Hice con mi capa una especie de alforja y me la colgué del hombro con la latita y el escudo de mi casa dentro, y salí del Acre sin más dificultades. Pero esperé a estar bien lejos de los límites de aquella zona antes de sacar el escudo y colocármelo en el brazo y tanto antes de eso como después tuve buen cuidado en imitar el ángulo de cabeza vorriano, la forma de andar y la posición de mis dedos.
Tomé sin novedad el autobús de regreso. Una vez en el asiento trasero, con una hora da viaje ante mí, me fue posible empezar a pensar en lo que me había ocurrido.
La cosa más extraordinaria de un conjunto de cosas extraordinarias era esta. ¿Por qué —siendo como yo lo era y reconociéndoseme por cuanto sabía leal a los terrestres— por qué no me había aprovechado de mi posición privilegiada tal y como dejé comprender a Marijane que me estaba aprovechando?
Nunca me había fijado, pero todos comprendían que existía una única razón para aprovechar cualquier oportunidad de ir a Qalavarra. La razón era poder actuar en la retaguardia de Vorra.
No hay que decirlo en voz alta. Uno se daba cuenta de que los habitantes del Acre no estaban allí por gusto, o para hacer fortuna y regresar a la Tierra. Se pasaban el tiempo imaginando medios de vencer a los conquistadores y derribarles. Por mí mismo había visto el éxito alcanzado ya —Pwill de la Casa de Pwill, él en persona, saliendo del despacho de Olafsson furioso, enrabiado porque, con toda seguridad, le habían negado alguna de sus demandas.
¿Cómo podía un puñado de terrestres explotar las debilidades de los vorrianos? No lo sabía hasta aquel momento, pero una vez pude reflexionar acerca de ello me di cuenta de que tenía de primera mano la experiencia de una posible técnica: la de Kramer.

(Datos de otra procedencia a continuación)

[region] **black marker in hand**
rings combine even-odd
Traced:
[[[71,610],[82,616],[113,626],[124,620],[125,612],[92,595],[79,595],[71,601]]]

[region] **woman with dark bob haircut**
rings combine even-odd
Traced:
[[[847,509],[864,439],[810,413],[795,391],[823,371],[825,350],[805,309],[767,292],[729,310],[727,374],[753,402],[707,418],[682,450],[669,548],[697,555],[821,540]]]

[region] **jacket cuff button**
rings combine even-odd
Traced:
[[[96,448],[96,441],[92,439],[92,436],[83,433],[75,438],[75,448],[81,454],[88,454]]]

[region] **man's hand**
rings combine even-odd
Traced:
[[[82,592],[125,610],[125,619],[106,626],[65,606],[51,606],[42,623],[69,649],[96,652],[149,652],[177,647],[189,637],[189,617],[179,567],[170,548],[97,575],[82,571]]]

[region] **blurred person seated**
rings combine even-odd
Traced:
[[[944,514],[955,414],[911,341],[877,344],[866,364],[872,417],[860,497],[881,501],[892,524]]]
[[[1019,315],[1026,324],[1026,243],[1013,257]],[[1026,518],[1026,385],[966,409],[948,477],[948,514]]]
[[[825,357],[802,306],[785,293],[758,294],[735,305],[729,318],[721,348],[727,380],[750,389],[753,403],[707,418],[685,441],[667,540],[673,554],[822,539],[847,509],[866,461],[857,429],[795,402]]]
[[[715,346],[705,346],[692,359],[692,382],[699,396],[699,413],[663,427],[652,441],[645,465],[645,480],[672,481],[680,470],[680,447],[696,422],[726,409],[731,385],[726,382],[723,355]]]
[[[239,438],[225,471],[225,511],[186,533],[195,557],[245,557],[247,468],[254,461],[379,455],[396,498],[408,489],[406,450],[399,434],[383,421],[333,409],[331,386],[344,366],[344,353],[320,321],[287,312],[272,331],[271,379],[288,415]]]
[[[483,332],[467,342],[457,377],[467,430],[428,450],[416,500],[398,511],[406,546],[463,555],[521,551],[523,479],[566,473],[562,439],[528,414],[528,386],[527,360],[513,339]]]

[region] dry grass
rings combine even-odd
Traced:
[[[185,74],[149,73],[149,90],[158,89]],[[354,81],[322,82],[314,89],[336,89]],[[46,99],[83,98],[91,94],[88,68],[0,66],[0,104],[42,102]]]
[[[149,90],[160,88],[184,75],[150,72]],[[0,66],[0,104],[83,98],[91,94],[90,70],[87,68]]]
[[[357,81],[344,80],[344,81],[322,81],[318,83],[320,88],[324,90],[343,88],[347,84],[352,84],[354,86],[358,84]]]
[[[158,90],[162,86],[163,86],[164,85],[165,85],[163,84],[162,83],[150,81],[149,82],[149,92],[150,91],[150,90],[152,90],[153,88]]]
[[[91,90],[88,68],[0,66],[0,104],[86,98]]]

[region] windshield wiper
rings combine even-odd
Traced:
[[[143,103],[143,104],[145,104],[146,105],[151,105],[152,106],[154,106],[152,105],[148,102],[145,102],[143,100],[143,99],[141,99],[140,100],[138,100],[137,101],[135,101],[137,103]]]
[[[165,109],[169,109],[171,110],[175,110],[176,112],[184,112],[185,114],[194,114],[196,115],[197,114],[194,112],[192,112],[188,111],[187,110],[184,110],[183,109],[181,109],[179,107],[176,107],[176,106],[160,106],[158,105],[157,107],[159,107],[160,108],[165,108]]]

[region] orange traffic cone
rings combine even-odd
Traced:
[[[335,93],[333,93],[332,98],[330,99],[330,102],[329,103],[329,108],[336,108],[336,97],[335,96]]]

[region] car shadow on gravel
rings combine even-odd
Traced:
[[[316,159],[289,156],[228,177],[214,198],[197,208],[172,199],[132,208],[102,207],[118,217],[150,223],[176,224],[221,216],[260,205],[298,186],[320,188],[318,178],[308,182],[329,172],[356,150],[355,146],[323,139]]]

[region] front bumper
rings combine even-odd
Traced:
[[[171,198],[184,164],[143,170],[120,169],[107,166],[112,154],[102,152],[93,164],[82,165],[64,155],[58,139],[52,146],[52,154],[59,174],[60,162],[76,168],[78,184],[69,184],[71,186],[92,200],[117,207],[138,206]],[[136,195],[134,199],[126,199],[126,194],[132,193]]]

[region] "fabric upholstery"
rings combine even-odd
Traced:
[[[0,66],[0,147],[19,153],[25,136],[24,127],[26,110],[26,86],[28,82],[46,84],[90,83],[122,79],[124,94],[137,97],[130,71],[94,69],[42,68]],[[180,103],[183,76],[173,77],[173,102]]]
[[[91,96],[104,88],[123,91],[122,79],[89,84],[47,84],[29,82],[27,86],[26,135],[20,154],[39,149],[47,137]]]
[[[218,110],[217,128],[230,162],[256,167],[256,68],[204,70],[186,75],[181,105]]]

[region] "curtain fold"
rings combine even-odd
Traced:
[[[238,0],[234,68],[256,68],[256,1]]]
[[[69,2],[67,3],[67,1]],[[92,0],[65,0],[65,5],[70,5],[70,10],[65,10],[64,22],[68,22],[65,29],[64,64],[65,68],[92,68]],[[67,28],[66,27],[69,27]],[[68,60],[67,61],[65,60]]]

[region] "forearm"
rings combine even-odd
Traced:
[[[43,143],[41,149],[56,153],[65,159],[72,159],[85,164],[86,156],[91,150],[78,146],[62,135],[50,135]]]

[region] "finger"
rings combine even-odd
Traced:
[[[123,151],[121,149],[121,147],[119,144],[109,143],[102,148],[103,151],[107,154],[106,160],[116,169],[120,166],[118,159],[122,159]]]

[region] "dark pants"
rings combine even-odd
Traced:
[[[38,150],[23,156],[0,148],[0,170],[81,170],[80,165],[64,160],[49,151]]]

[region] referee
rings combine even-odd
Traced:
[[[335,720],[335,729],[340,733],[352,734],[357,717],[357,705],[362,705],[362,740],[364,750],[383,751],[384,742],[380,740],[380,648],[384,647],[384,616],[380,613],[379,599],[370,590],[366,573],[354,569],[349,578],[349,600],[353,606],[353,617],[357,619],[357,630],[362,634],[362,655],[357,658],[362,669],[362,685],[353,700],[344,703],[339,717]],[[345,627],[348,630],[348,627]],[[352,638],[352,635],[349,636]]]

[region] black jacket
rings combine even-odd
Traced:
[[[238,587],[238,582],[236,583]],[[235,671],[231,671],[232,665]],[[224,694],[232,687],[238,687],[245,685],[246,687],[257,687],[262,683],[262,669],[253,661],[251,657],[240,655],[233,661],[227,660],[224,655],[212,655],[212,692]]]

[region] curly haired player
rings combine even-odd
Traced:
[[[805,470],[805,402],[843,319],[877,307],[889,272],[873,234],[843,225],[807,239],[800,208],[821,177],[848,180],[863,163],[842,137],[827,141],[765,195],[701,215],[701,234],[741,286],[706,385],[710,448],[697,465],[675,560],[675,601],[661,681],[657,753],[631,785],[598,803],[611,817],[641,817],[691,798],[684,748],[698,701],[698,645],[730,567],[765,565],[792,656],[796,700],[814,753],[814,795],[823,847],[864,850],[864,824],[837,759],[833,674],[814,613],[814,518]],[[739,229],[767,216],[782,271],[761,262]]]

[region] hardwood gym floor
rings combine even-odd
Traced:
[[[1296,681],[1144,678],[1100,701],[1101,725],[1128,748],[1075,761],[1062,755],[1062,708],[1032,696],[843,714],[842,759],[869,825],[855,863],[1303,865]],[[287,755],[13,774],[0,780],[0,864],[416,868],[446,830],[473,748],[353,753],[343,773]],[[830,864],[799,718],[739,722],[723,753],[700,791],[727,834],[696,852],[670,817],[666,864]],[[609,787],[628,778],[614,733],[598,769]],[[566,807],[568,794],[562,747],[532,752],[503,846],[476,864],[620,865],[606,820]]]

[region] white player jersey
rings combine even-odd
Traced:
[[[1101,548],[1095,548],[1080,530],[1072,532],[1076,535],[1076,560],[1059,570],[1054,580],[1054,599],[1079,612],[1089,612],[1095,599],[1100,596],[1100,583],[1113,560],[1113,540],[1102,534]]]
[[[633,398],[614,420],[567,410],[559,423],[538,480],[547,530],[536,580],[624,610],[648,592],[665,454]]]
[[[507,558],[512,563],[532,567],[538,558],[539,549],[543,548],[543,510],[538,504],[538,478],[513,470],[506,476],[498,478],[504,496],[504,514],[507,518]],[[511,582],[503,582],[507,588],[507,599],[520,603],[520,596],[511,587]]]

Sopesé la lata del “filtro de amor” envuelta en mi capa.
Aun no siendo un punto esencial, Shavarri era una ignorante. Incapaz de leer y escribir su propio lenguaje, menos aún podría leer un idioma de la Tierra. Probablemente seria también supersticiosa. Los vorrianos entraban en combate con cánticos, encantamientos y ritos; había una docena de cultos contrapuestos que reclamaban la fidelidad de sus adeptos en la hacienda de Pwill como pude comprobar por mí mismo. Swallo, el portero, pertenecía a uno de ellos y proclamaba a voz en grito que ese culto supersticioso fue el que le salvó la vida en la Batalla de la Cuarta Orbita.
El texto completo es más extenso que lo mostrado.